Whilst the top-spec ID.3 makes do with a 201-hp electric motor driving the rear wheels, conjecture has it another motor powering the front wheels will be added for enhanced grip and performance. This setup will also help overcome the ID.4’s larger body mass compared to its traditional hatchback sibling.

We anticipate three battery options (mirroring the ID.3) ranging from 45, 60 and 77 kWh with ranges varying from 205 miles (330 km), 261 miles (420 km), and 342 miles (550 km). The largest battery can be AC/DC charged with up to 125 kW at a DC power source. Home charging will be enhanced by an ID. Charger wall box available in two versions, with remote access and different charging outputs.

*Rivals & Reveal*

The ID.4 will be a unique entry into playing field with very few direct rivals; sure, there is Tesla’s Model Y, Hyundai Nexo fuel cell, and upcoming Chevrolet Bolt CUV – however, they’re either priced higher or in the Bolt’s case, too small. Hyundai’s Kona and Kia e-Niro are perhaps the closest EV’s in terms of size, and pricing too.

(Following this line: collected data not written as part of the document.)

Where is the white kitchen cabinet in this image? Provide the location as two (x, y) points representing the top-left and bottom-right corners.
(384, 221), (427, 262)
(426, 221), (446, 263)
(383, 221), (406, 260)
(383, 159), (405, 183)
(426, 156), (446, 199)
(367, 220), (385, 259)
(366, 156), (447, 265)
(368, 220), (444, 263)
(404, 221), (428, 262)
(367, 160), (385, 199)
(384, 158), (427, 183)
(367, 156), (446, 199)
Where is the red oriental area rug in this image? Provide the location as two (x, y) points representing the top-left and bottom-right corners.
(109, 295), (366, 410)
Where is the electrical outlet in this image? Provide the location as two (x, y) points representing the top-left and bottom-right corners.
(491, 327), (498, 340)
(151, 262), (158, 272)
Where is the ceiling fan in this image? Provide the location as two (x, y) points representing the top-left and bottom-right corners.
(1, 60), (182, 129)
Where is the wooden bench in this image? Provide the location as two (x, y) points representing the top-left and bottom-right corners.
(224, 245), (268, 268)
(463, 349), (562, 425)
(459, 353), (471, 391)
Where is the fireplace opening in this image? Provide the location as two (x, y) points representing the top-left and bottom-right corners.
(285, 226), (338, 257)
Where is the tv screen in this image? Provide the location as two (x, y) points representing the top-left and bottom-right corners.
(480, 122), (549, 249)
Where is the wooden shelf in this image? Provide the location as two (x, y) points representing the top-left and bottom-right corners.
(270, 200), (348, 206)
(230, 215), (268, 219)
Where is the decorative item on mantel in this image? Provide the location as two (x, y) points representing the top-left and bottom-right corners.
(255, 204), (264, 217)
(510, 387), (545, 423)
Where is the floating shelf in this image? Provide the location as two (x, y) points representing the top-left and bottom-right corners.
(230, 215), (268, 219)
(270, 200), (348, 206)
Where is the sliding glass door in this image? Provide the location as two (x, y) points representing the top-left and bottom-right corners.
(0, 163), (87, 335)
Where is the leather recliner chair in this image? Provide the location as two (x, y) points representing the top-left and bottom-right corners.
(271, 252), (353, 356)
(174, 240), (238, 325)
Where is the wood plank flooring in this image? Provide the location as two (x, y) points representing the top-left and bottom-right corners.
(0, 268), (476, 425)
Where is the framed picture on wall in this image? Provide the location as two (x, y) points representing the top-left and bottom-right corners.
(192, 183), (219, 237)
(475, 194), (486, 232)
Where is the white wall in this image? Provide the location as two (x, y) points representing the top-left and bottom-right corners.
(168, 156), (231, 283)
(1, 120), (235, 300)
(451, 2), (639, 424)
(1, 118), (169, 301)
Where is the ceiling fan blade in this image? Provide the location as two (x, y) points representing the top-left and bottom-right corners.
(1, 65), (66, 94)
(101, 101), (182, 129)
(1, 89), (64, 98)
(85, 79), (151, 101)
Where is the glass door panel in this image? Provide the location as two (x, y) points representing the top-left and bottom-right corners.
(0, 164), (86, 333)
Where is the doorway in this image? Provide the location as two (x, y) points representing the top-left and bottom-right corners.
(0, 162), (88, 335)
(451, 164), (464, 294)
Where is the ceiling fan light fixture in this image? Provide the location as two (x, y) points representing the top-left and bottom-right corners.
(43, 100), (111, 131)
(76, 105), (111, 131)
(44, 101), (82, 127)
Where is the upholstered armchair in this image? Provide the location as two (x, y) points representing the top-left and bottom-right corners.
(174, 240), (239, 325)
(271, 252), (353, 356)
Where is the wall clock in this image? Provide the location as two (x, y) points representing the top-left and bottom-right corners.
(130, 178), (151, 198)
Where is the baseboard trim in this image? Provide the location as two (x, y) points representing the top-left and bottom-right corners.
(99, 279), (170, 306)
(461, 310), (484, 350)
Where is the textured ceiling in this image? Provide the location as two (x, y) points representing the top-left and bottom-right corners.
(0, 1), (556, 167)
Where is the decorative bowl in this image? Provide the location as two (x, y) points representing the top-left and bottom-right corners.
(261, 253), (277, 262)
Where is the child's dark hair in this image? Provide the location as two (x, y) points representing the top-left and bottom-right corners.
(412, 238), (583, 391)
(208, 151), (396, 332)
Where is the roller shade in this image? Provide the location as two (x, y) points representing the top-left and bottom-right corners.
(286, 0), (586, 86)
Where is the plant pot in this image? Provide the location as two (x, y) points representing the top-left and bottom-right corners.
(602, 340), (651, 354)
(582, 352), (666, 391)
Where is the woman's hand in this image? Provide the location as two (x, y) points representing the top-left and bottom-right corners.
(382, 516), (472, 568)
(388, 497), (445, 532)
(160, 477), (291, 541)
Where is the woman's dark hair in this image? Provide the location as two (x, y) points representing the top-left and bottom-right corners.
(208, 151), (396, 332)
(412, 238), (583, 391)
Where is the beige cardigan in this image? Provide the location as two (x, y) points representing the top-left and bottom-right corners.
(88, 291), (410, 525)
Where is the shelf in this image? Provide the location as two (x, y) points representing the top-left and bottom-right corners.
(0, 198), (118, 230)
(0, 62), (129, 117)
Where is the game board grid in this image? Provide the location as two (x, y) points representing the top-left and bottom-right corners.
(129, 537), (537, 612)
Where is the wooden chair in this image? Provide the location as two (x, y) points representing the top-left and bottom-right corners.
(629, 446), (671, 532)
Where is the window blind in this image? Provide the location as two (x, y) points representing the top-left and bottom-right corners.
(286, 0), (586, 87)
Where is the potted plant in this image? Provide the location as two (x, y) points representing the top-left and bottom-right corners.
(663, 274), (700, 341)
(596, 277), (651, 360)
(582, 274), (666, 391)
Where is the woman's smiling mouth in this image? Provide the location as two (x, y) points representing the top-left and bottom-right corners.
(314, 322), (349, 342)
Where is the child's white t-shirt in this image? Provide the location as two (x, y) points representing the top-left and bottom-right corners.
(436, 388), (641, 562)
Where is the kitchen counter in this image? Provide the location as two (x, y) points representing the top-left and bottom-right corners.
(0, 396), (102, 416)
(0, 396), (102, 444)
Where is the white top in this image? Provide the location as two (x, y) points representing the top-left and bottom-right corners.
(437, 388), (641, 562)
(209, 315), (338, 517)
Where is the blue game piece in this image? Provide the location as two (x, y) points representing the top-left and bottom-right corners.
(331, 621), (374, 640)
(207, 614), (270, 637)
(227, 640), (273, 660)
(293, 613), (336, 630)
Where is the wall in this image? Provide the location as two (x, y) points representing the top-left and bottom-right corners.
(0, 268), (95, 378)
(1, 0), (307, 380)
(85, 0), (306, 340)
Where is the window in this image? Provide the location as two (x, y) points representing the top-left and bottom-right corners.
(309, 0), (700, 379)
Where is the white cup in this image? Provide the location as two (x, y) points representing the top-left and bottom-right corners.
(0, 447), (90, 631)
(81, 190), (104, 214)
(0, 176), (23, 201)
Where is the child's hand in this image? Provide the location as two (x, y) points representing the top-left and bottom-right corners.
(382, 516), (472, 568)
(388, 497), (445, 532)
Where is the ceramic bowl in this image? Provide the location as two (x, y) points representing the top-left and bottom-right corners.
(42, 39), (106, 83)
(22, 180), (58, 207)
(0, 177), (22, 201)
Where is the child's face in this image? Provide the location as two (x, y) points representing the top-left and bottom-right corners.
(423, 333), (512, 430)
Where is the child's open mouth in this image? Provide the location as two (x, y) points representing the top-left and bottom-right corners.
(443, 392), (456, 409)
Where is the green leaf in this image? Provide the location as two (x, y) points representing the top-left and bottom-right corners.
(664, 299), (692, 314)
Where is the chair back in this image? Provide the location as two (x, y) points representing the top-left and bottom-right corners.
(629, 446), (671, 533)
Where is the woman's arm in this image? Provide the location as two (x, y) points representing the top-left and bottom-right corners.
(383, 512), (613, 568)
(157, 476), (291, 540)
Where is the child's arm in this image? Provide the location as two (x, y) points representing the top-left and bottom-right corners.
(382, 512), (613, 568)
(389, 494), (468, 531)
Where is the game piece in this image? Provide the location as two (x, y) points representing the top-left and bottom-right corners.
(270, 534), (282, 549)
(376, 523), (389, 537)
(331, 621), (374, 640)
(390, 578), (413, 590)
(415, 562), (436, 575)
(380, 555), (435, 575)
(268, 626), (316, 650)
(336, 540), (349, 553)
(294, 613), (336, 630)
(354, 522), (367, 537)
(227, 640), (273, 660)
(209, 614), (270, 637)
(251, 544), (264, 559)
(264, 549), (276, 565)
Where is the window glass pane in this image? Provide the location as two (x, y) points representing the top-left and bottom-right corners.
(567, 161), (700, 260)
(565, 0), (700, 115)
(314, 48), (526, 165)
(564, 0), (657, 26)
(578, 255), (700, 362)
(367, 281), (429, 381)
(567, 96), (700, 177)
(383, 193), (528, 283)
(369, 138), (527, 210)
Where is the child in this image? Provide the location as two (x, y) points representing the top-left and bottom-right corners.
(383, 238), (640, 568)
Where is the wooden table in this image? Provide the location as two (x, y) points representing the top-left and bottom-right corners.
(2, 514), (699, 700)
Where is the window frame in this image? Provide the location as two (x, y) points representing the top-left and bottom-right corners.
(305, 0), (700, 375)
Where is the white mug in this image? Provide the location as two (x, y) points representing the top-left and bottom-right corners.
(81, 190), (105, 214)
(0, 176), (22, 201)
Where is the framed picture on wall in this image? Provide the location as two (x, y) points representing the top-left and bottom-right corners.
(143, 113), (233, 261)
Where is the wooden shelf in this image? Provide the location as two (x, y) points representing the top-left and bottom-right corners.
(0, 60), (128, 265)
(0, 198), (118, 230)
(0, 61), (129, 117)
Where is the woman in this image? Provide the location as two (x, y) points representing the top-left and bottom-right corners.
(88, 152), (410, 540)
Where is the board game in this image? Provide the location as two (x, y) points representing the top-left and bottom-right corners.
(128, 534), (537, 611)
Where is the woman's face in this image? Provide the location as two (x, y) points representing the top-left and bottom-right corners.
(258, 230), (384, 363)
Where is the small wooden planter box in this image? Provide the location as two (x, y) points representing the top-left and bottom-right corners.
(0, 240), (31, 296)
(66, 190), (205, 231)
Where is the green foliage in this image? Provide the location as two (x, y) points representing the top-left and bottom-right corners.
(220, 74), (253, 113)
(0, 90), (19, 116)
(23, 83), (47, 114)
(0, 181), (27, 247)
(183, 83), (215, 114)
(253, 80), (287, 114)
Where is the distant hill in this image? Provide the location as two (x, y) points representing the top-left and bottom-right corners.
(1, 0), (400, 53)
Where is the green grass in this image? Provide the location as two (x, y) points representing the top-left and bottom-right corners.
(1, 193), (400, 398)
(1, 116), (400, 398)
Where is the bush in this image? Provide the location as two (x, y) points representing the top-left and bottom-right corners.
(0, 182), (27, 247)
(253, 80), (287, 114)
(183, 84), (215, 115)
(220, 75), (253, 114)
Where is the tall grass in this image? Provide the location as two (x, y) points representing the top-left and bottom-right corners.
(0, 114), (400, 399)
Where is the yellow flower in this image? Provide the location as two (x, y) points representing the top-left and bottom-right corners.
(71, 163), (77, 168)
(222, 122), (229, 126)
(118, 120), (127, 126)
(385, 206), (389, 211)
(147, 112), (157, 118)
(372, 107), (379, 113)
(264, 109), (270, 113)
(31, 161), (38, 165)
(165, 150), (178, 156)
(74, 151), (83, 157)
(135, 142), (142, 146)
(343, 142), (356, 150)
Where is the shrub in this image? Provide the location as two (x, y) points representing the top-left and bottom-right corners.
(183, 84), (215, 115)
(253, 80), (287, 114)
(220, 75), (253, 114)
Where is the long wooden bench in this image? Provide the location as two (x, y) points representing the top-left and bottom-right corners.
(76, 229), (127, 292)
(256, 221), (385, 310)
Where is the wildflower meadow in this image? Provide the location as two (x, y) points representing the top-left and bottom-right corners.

Production will commence at VW’s Tennessee-based Chattanooga plant in 2022. An official reveal is tipped for next February’s Chicago Auto Show.

What are your thoughts on the production version of the ID.4? Share your views in the comments below._

Source: CarScoops


----------



## WMackID (Sep 12, 2019)

EVW1 said:


> Found some important developments on the Crozz/ID.4 from a reputable publication. If you're serious about getting one, this is essential reading:
> 
> ___________________
> 
> ...


When they say "rugged black wheel arch moldings" does that mean it's going to have plastic parts like this? because I'm not a fan of this look at all.


----------



## SKing (Aug 30, 2019)

WMackID said:


> When they say "rugged black wheel arch moldings" does that mean it's going to have plastic parts like this? because I'm not a fan of this look at all.


That's a really good question, if it helps make things less expensive for us I'm for it. But if not then VW shouldn't go this route.


----------



## SKing (Aug 30, 2019)

EVW1 said:


> The production version of this model is officially called the ID.4, according to autonews that spoke to a "source" with knowledge of VW's plan.
> It's very similar to how the Hatchback is now known by its ID.3 production name, so its safe to say their source is on the ball.
> 
> Some other key points to note:
> ...


Volkswagen is going to make an official announcement about the Tennessee plant next week. A friend of mine got this email from VW the other day. 



> Volkswagen of America cordially invites you to join us for the official groundbreaking of Volkswagen Chattanooga’s electrification expansion. This $800 million investment will turn the Tennessee plant into Volkswagen’s North American base for electric vehicle production and create 1000 new jobs. The groundbreaking event will take place Wednesday, Nov. 13 on the factory grounds.


----------